SUN Hockey Pool

Bourque to dilute Oil-base

RANDY SPORTAK -- Sun Media

, Last Updated: 8:33 AM ET

There is no question about it, Lac La Biche is Oilers country.

Rene Bourque's hometown, some 225 km northeast of Edmonton, is filled with fans of the squad that is now his biggest rival.

It's something he was reminded of after being traded to the Flames from the Chicago Blackhawks earlier this summer.

"There's a few Calgary Flames fans, and I'm sure there will be more now," Bourque said yesterday.

"I'll have to give hats to the kids in junior high and grade school before it's too late for them."

That can be a plan of attack next summer for Bourque, one of the five Flames newcomers officially introduced to the Calgary media yesterday.

Between then and now, though, the 26-year-old left winger has bigger issues to sort through.

The most important being where he fits in with his new team.

Sure, his role on the Flames will take time to sort out, and can't begin to be decided until training camp begins next month, but like so many others, he's tried to jot down a depth chart to see where he'll be skating.

"It's easy to think the first line will be (Daymond) Langkow, (Michael) Cammalleri, (Jarome) Iginla -- that's me guessing, so there would be a spot on the second line," Bourque said.

"I want to play my best and get the chance to play the most minutes and if I can be on the second line, that would be a good deal."

"I'm sure I'm going to get a chance to play quite a bit of minutes. There are a lot of forwards on this team and I'm sure everybody will have their role."

Based on his projected top line, that leaves a second line anchored by Matthew Lombardi at centre and Todd Bertuzzi on right wing. Which means an opening to battle for on left wing. Curiously, Bourque's natural spot.

But don't for a second believe he thinks it's a foregone conclusion.

After all, Bourque's career appeared to be on such a quick climb when he compiled 16 goals and 34 points in a strong rookie season in 2005-06, but injuries limited his production in both of the last two campaigns, and saw his spot in a key role with the Blackhawks slip away.

"It was tough. I had a pretty decent rookie season and then had a lot of injury problems -- a broken ankle, my neck (he was cut by a skate and nearly died), and last year my hand -- and it was tough for me to come back," he said.

"And it seemed my position with the team seemed to be slipping every time I got hurt.

"I'm pumped to get a fresh start."

Also vying for that second-line, left-winger post is another of the skaters on hand yesterday, Curtis Glencross.

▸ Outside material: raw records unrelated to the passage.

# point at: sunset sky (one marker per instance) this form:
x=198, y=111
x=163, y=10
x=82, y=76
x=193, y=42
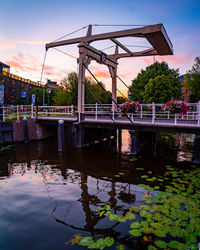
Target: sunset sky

Known mainly for his speed and two-way game, the 25-year-old wasn't pegged to be a scorer at the NHL level, but last year managed a solid 15 goals and 25 points in 62 games split between the Columbus Blue Jackets and Edmonton in his first full NHL season.

"I'm just going out and play my hard, gritty game, and wherever the coach best decided to play me, that's where I go," he said.

"Hopefully we can put some points on the board. I had a good finish to the season last year and hopefully I can come and start the same way this year.

"I've always felt I could play and if given an opportunity to play -- it was more of a run-and-gun game in Edmonton compared to being in Columbus, there it's more structural -- and I think that helped me."

One player who has no doubt what his role will be is enforcer Andre Roy, but that doesn't mean he's not feeling the butterflies as camp approaches.

"It's gonna be different. I'm excited," he said. "I don't know what to expect. I'm a little nervous, too, even though I've been to a lot of camps.

"The way I finished in Tampa is not the way I wanted to, and I think a change of area will be good for me. A hockey mood like it is here is a perfect scenario for me."

Having amassed 1,086 penalty minutes compared to 32 goals over his 471 NHL contests, Roy isn't going to suddenly turn into a prolific scorer.

However, he's aware head coach Mike Keenan wants his policeman to do more than just drop the mitts.

"I know my role, but it's fun to contribute (offensively) once in a while. I've put up a couple numbers -- for my role -- and to contribute more than just get in a fight and sit down is good," he said.

"It makes you feel part of it. Even in games with no fights, I can get a big hit and get the team going, the crowd going. I think if I do that, Mike will give me a chance to contribute a little more."